Hagen bestaan uit bomen en heesters die in (soms losse) rijen geplant als afscheiding, zichtscherm of windkering dienen. Er kunnen zowel groenblijvers als bladverliezers in staan en ze kunnen strak gesnoeid worden of wat losser uitgroeien.

Hoe snoei ik een haag?

Hagen worden meestal twee keer per jaar gesnoeid (beter: geknipt). Eenmaal in het voorjaar en daarna nog eens rond de langste dag (21 juni) of iets later. Veel planten maken dan een tweede groeistoot door. Snoei niet al te laat in het jaar (niet later dan september). De planten moeten zich voor de winter kunnen herstellen. De enige goede snoeimethode is van onder naar boven. Dat voorkomt dat er gesnoeide takken op het nog te snoeien gedeelte terecht komen. Knip eerst de zijkanten en pas daarna de bovenkant van de haag. Door regelmatig te knippen wordt een haag steeds dichter. Knip bij coniferen nooit ‘achter het groen’. Kaal gesnoeide takken lopen meestal niet meer uit. Een uitzondering is de taxus die wel weer groen uitloopt. Lage haagjes (zoals buxus) worden vanwege de strakke vorm meestal wat vaker gesnoeid. Het tijdstip waarop is dan niet zo belangrijk. Knip bij voorkeur bij vrij somber, bewolkt weer. Als de zon fel schijnt, ontstaat er kans op bladverbranding. Knip nooit als het vriest of bij erg nat weer. Dat laatste is helemaal af te raden wanneer je met een elektrische heggenschaar werkt.

Vormsnoei bij hagen

Een strak geschoren haag moet zo goed mogelijk in vorm blijven. Je kunt het best van onder naar boven knippen en probeer ook onder wat breder te blijven dan boven. Dat voorkomt kaal worden op de lange duur. Maak desnoods een mal die je tijdens het werk steeds verplaatst of span lijnen als richtinggevers voor je snoeiwerk. Vooral met een elektrische heggenschaar knip je snel te ver. Losse, gemengde hagen lijken meer op een smalle heesterborder. Daarvan wordt elke plant apart gesnoeid, maar vaak slechts om de paar jaar. Zulke planten mogen vrij natuurlijk uitgroeien, bloeien, vrucht dragen enz. Hagen met grote en harde bladeren (laurierkers, Prunus laurocerasus) moet je niet met de elektrische heggenschaar knippen. Dat geeft lelijke, rafelige randen die een nare witte gloed over de haag leggen. Snoei zulke hagen met de snoeischaar en vermijd de bladeren door te knippen. Het is trouwens sowieso beter om zoveel mogelijk met de hand te knippen. Het gaat allemaal wat rustiger en je bent beter in staat om ‘maat’ te houden. Machinale scharen hebben vaak een ‘te brede’ haag tot gevolg.

Snoei geeft meer takken!

Het is al eerder genoemd: als je een tak inkort, groeien uit de (meestal twee tot vier) slapende knoppen die het dichtst bij de wond zitten, nieuwe takken. Dat geldt ook voor coniferen. Als de eindjes van de scheuten worden geknipt, ontstaan daar dus meer scheuten en komt de plant ook dichter in z’n blad te zitten. En hoe meer en vaker er wordt geknipt, des te dichter de structuur zal worden.

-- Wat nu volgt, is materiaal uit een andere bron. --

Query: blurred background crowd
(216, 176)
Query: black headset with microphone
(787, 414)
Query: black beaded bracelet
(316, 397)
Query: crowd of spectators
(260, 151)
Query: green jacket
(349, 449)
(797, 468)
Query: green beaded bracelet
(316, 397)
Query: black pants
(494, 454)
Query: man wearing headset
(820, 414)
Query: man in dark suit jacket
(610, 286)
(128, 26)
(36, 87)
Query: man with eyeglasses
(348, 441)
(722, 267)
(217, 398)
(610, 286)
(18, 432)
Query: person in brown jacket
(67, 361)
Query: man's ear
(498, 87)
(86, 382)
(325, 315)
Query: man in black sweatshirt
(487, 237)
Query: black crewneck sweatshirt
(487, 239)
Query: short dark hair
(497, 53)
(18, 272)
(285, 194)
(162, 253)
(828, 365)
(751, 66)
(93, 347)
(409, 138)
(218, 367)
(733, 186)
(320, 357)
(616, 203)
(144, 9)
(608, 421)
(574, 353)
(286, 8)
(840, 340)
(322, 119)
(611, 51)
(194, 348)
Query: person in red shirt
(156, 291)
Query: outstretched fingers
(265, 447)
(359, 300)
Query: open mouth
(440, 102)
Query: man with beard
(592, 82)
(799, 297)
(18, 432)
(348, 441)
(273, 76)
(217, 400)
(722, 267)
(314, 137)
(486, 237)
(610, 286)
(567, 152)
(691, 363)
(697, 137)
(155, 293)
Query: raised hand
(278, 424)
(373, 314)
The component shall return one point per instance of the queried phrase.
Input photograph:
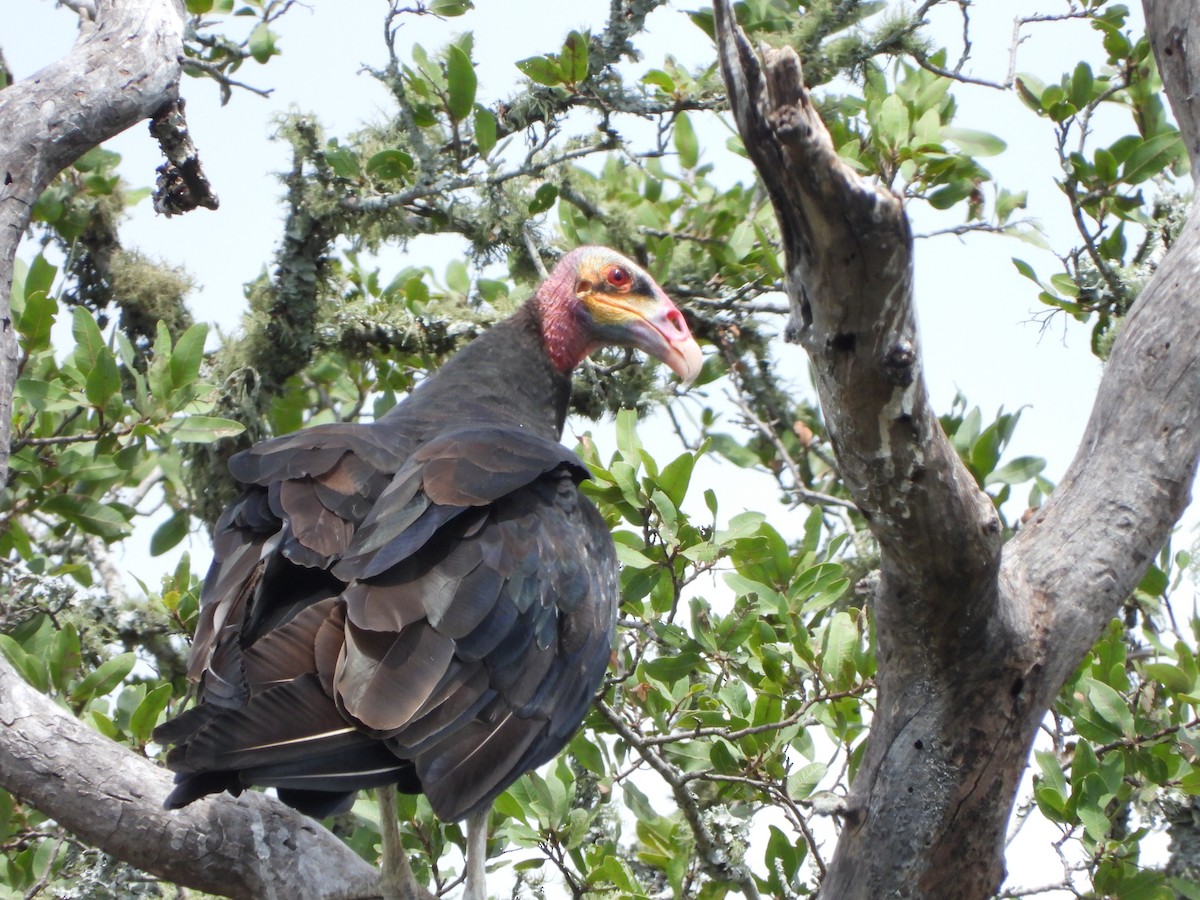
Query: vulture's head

Een haag die tussen mei en augustus meerdere malen wordt geknipt, zal daarom een dichtere structuur bezitten dan een haag die alleen rond 21 juni wordt geknipt. Maar de knipfrequentie hangt natuurlijk ook af van de groeisnelheid van de haagsoort. Behalve strak geschoren hagen is het bij wat meer ruimte ook mogelijk zogenaamde ‘losse hagen’ te maken. De planten in de haag groeien daarbij wat natuurlijker en ‘losser’ uit. Zo’n haag lijkt meer op een smalle heesterborder. Bij wat meer ruimte kunnen de planten in verschillende rijen (eventueel versprongen) achter elkaar staan. Dan ontstaat een brede, vaak bloeiende haag waarin een grote variatie aan planten (groenblijvend en bladverliezend) mogelijk is. Als zo’n haag ook besdragende soorten bevat, wordt er natuurlijk pas gesnoeid nadat de bessen verdwenen of lelijk geworden zijn.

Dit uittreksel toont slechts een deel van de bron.